Deadly Raquel também já foi vítima de uma situação idêntica e afirma que a única protecção a que pode recorrer é ao pagar um serviço de protecção de direitos de autor, baseado na lei americana DMCA (Digital Millennium Copyright Act), especialmente desenhada para actuar sobre meios digitais. Custa-lhe cerca de cem euros por ano, mas prontamente obriga os sites a deitarem o conteúdo abaixo. “Apesar de as plataformas nos dizerem que nos dão essa protecção, é mentira, e ainda temos de pagar para nos protegerem.”

A lei portuguesa não tem ainda uma regulamentação específica para agir sobre estes casos, mas podem ser encarados como “um furto de conteúdos digitais”, recaindo assim no campo dos direitos autorais e intelectuais, tal como explica Pedro Freitas, professor de Direito Penal na Universidade Católica Portuguesa e investigador em criminalidade informática. “Estamos a falar de um produto artístico ou obra, produzido por uma pessoa, que tem um exclusivo de divulgação e da sua rentabilização. Havendo outros que divulgam sem consentimento, naturalmente estão a praticar um crime, relacionado com a propriedade intelectual, mas não com a intimidade da vida privada das pessoas”, esclarece.

Pedro Freitas reconhece ainda o atraso da legislação portuguesa, bem como da maioria dos países, em relação aos fenómenos do universo online, e admite que as poucas leis que se possam aplicar a estes casos geralmente servem de pouco, já que, “uma vez que o produto é digital, facilmente vai ocorrer a divulgação do mesmo e o direito aí já vai chegar tarde demais”.

As criadoras de conteúdo denunciam também a própria mentalidade retrógrada da sociedade e, por consequência, das próprias autoridades, que desvalorizam os pedidos de ajuda. “Se formos à polícia fazer uma queixa porque as minhas nudes foram publicadas aqui ou ali, eles riem-se na nossa cara”, garante Eva. Raquel conta mesmo que fez uma denúncia em Janeiro por ter tido conteúdo seu roubado e até hoje está à espera de uma resposta.

“Se eu faço isto, sou uma puta e estou a vender-me” 

A discriminação para com a indústria sexual é ainda uma realidade em Portugal e esta nova forma de produção de conteúdos eróticos não está também livre de julgamentos. Guiduxa, que não mostra a identidade nas páginas por medo de represálias no seu futuro profissional, afirma que as trabalhadoras sexuais são vistas como meros objectos – “eu sou uma rapariga que está por detrás disto, com a minha vida pessoal e os meus problemas”, relembra.

O respeito é a “chave” e é preciso saber distinguir que se trata, no final das contas, de um serviço entre um profissional e um cliente e, por consequência, estritamente formal. “Há muitos homens que acham que realmente os queremos. As pessoas têm de perceber que isto é tudo uma fantasia e que não somos amigos, nem vamos tomar café juntos”, continua Guida. 

Apesar de não ser criminalizado legalmente, o trabalho sexual não é visto como uma actividade profissional como as outras.
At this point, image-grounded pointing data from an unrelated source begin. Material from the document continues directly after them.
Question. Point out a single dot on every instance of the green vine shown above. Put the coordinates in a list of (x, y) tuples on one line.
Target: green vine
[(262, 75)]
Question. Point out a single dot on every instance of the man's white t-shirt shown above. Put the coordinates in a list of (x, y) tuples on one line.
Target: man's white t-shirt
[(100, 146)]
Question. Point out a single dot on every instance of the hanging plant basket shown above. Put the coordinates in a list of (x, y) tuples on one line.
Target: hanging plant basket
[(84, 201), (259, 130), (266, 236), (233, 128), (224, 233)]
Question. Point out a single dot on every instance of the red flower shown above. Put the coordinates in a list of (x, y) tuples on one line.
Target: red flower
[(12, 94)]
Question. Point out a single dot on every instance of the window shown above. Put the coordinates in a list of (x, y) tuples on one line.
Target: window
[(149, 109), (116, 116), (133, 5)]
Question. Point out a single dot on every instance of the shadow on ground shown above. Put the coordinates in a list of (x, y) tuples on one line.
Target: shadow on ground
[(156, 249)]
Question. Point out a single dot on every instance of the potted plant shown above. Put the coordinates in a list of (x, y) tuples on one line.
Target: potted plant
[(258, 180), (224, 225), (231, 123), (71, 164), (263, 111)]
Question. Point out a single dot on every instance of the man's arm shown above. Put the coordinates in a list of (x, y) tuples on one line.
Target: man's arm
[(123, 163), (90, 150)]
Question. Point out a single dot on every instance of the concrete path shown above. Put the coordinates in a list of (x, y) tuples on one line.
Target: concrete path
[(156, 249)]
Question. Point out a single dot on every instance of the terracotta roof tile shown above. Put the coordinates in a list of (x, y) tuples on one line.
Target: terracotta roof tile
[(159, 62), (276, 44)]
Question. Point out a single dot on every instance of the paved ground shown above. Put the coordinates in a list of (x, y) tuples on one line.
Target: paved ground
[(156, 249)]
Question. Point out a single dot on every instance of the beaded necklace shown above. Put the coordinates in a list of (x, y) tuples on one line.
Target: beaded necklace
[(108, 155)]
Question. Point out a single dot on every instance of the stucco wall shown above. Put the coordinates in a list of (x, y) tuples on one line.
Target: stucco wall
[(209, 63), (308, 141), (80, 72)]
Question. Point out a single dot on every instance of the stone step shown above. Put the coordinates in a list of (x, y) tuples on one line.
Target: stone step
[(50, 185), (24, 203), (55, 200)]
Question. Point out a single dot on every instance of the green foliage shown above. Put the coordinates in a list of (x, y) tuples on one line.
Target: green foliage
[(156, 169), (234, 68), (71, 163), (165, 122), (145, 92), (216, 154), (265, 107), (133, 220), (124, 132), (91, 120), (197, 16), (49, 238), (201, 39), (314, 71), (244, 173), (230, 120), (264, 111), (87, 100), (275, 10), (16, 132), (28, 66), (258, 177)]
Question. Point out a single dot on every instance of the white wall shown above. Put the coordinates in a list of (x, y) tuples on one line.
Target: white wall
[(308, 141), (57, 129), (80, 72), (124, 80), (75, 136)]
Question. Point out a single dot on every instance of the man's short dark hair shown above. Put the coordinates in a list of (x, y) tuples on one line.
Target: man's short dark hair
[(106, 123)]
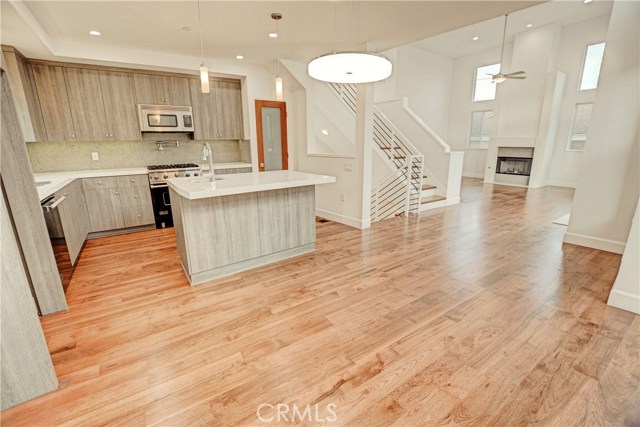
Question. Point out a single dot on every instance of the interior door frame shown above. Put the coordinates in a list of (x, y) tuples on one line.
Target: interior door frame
[(282, 106)]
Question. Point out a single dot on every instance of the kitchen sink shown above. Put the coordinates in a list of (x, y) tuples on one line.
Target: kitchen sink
[(204, 179)]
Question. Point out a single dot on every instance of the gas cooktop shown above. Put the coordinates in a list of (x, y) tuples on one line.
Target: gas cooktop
[(172, 167)]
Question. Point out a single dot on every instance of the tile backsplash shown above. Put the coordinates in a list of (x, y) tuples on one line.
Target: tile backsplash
[(66, 156)]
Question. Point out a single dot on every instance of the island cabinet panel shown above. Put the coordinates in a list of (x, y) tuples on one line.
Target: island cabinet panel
[(120, 105), (54, 102), (221, 230), (87, 106), (284, 218)]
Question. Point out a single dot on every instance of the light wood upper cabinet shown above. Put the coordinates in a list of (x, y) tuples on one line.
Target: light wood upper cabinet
[(148, 89), (152, 89), (54, 102), (87, 106), (120, 105), (218, 114), (203, 117), (176, 90), (228, 109)]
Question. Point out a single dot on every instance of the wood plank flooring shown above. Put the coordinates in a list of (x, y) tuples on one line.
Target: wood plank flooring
[(469, 315)]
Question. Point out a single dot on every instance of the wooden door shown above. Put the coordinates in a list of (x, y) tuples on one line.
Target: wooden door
[(120, 105), (203, 116), (271, 124), (228, 110), (149, 89), (54, 102), (176, 90), (87, 106)]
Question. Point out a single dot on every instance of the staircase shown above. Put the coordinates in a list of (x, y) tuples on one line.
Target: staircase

Raquel acredita que há ainda a tendência para considerar que um trabalho só é digno quando se “dá o litro” e se é explorado, acabando por nem sequer corresponder na maioria das vezes à ocupação que realmente se deseja ou para a qual se estuda. “Se eu faço isto, sou uma puta e estou a vender-me. O pessoal das obras vende o corpo; os psicólogos vendem a sua energia”, argumenta a jovem. “Toda a gente vende alguma coisa quando trabalha. Há sempre, no fundo, uma troca de serviços.”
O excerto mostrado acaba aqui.